As ransomware volume and frequency continue to climb – with over 10 thousand new variants identified in the first six months of 2022 alone – organizations must re-examine their security approach and think holistically to guard against the rising threat.
A new urgency
The Fortinet survey explores global cybersecurity leaders’ perspectives on ransomware, focusing on its impact over the last year and their strategies to mitigate an attack. Based on their responses, it is clear that organizations must go beyond simple detection to enable more effective real-time responses.
The current trend of selecting the best point product no longer works in today’s threat landscape. According to the survey, the organizations that took a best-of-breed approach were more likely to fall victim to ransomware. Conversely, those who took a more consolidated or platform approach were less likely to be impacted.
If your organization thinks ransomware insurance is the answer, beware: while almost all organizations (88%) reported having cyber insurance, nearly 40 per cent received less than they expected.
The takeaway for all organizations is clear: It’s time to look at cybersecurity as an integrated whole, not simply individual projects or products.
A fundamentally different approach
Whether they avoided an attack or not, almost all respondents (99%) in the survey recognized the value of integrated solutions or platforms in preventing ransomware attacks. Adding tools to an already overloaded toolbox can increase risk as the proliferation of devices and vendors can leave security teams struggling to get everything to operate together.

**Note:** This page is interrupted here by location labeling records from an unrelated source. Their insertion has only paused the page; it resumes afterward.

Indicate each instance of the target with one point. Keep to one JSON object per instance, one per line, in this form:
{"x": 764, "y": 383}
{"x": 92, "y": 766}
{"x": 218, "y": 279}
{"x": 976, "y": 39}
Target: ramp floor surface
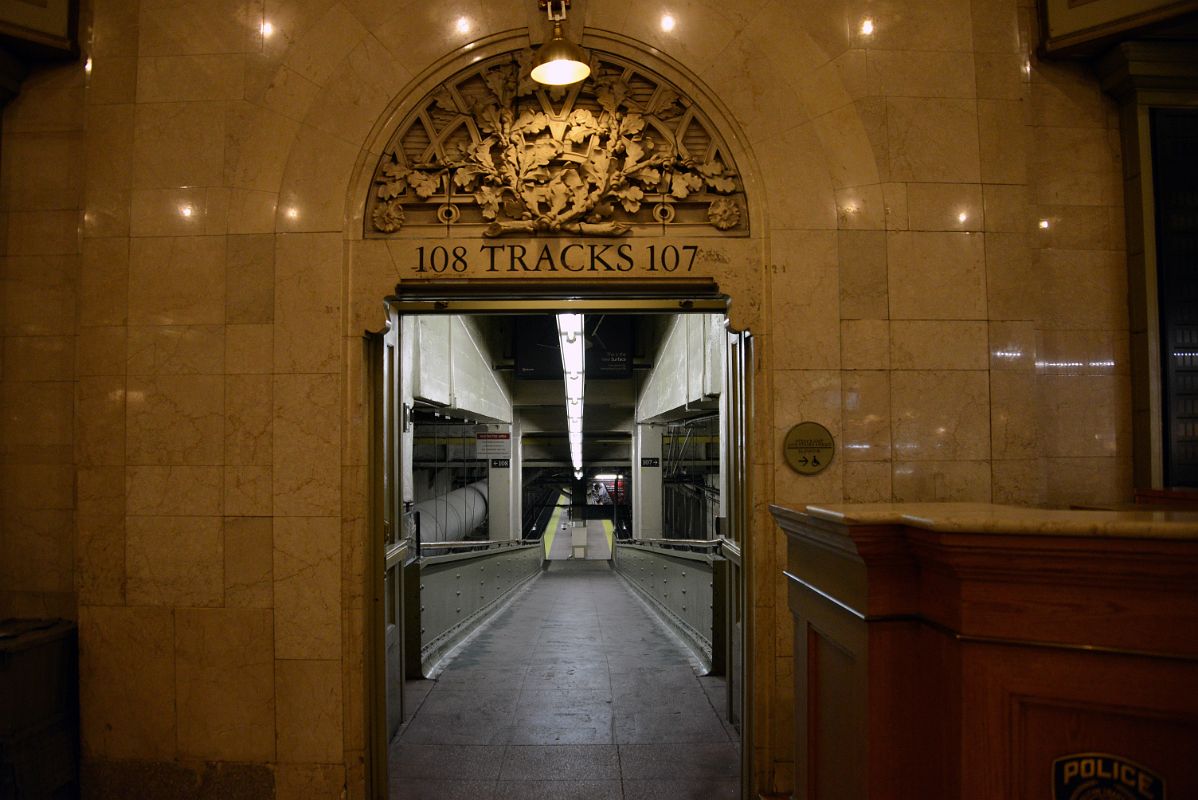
{"x": 575, "y": 691}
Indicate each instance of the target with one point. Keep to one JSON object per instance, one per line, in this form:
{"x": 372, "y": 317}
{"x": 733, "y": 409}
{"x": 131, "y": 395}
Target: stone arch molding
{"x": 490, "y": 153}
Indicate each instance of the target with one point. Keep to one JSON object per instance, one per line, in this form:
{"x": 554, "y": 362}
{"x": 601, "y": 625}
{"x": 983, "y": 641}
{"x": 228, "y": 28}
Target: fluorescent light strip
{"x": 573, "y": 344}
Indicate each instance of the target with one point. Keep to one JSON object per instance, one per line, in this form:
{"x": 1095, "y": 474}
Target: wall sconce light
{"x": 558, "y": 61}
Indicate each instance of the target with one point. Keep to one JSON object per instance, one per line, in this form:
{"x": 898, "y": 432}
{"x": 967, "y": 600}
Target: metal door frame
{"x": 507, "y": 296}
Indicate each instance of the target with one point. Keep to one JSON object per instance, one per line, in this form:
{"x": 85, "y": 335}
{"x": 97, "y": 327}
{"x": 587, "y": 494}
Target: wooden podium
{"x": 961, "y": 650}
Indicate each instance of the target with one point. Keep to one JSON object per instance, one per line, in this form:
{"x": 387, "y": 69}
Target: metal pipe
{"x": 453, "y": 515}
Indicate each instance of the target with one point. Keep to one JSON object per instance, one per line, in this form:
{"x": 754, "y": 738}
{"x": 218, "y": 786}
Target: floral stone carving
{"x": 519, "y": 158}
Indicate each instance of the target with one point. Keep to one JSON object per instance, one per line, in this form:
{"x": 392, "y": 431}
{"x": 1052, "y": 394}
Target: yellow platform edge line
{"x": 551, "y": 528}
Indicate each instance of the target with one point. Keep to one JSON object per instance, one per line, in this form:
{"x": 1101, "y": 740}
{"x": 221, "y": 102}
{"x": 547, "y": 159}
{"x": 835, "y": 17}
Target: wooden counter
{"x": 956, "y": 650}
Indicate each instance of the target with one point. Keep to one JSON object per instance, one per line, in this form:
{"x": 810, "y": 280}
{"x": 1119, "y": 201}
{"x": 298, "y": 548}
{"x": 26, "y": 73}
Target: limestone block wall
{"x": 41, "y": 193}
{"x": 198, "y": 472}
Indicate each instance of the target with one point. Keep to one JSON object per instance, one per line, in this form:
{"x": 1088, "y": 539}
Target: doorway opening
{"x": 532, "y": 592}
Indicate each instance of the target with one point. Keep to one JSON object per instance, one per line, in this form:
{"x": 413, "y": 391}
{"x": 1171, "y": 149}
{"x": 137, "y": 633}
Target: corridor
{"x": 575, "y": 691}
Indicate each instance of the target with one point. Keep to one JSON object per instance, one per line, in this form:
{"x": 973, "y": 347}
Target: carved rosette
{"x": 491, "y": 147}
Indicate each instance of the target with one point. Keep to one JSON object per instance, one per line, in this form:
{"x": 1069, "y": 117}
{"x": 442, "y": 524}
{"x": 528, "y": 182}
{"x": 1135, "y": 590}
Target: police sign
{"x": 1100, "y": 776}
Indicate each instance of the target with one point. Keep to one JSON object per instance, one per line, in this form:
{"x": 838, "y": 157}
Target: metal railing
{"x": 454, "y": 586}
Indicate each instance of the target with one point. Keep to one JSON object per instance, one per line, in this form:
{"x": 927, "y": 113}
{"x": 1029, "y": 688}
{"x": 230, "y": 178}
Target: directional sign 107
{"x": 809, "y": 448}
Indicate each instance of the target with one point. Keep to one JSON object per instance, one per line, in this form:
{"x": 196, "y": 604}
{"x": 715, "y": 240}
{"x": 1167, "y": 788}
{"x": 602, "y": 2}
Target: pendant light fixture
{"x": 558, "y": 61}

That’s why Fortinet’s Security Fabric, a unified cybersecurity platform, connects over 50 natively integrated, enterprise-grade products by focusing on open APIs and a robust technology alliance ecosystem. This security mesh architecture approach can help organizations reduce complexity, improve prevention and detection, and speed up incident triage, investigation and response.
According to the survey, the technologies viewed as most essential to secure against ransomware included IoT Security, SASE, Cloud Workload Protection, NGFW, EDR, ZTNA, and Security Email Gateway. Top investment priorities for the future included threat detection powered by AI and machine learning and more centralized monitoring tools to speed up cyber-threat response times. Luckily, despite a challenging global economic environment, nearly all organizations (91%) expect increased security budgets next year.
It’s not just about technology
While ensuring the right technology and investment is critical to meeting the challenge of today’s threat landscape, the survey results also highlighted other risks. The first was the threat landscape’s growing sophistication; the others were related to people and processes. This finding confirms that a holistic approach to cybersecurity must also prioritize people.
Phishing, for example, remains the top tactic (56%) for malicious actors trying to infiltrate a network to launch a ransomware attack. Unfortunately, it takes an employee just one lapse in judgment for threat actors to gain a foothold. Often, employees are the first line of defense, making ongoing cybersecurity awareness education and training programs a critical part of any risk management strategy.
Supporting your frontline security personnel and establishing effective processes is another way to improve an organization’s security stance. Trusted vendors can bolster internal security teams by providing access to services such as Incident Readiness Assessments and Tabletop Exercises, Ransomware Readiness Assessments, SOC-as-a-Service, and SOC Readiness Assessments. Upskilling existing staff is another priority and can be accomplished through external training providers such as the Fortinet Training Institute.
Look to the future
Based on its success rate, the ransomware threat will continue to be a fact of life for organizations across the globe. Yet, security leaders are not powerless, and there are many actions they can take to protect their data and networks from ransomware attacks. Strategic investments in a consolidated platform approach will better safeguard organizations and make incorporating AI-driven tools and automation easier. Investing in processes and people can also pay off by improving your security stance through external testing, monitoring external vulnerabilities, and educating employees on spotting potential cyberattacks. By investing in these essential steps today, organizations can decrease the risk of a ransomware attack tomorrow.
Jaime Chanaga is Field CISO for Canada, Latin America, and the Caribbean at Fortinet.